What are the visible trends?
The world is looking for innovation that is affordable and accessible. It is here changing consumer preferences for gluten-free diets or food for the health-conscious ones are here to stay. From snacks to meals there is a demand for health-well being and for which consumers are willing to pay a price. For instance, at the Indian Science Congress, Bengaluru, where we garnered a huge interest for Sportify. Moreover, attractive packaging that are environment-friendly will intensify sales. Innovation and differentiation are creating new and healthy brands.

There is a push from millennial and children who decide on opting for healthy foods propelling the research and development across food processing startups to manufacture safe and tasty varieties.
 
What are the challenges encountered in this space?
There are issues of growth and recognition besides access to funds. We are bootstrapped yet now in talks with private equity (PEs) and venture capitalists (VCs) to support our next phase of growth. While government has funding options, these are all through contests and competitions for startups to convey their concepts based backed by valuable data on a successful product launch.
 
How receptive are VCs and PEs to fund a project like yours?

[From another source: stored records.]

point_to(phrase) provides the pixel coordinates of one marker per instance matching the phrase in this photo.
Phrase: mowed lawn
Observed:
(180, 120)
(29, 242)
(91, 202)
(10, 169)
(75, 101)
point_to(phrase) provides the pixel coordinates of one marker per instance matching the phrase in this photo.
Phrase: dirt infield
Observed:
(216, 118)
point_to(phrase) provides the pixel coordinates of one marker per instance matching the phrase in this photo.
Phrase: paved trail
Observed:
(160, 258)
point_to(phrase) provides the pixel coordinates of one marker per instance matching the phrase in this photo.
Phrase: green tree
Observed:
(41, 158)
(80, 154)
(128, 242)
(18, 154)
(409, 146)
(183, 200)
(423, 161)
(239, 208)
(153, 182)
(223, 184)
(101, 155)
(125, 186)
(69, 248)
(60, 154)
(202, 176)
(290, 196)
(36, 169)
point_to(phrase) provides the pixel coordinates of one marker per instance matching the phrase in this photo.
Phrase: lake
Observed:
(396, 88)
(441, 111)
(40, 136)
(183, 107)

Our dialogues have begun. We have been constantly meeting investors at conferences and seminars to exchange views and gauge market potential for our products. Investors are keen to fund but they look at faster gestation phase. It is a surge of entrepreneurship in the wellness food space with disruptive and futuristic ideas, which investors are closely watching to assess the future performance in the market. We are also on the radar of VCs and PEs as they comprehend the dynamics of our research and business plan.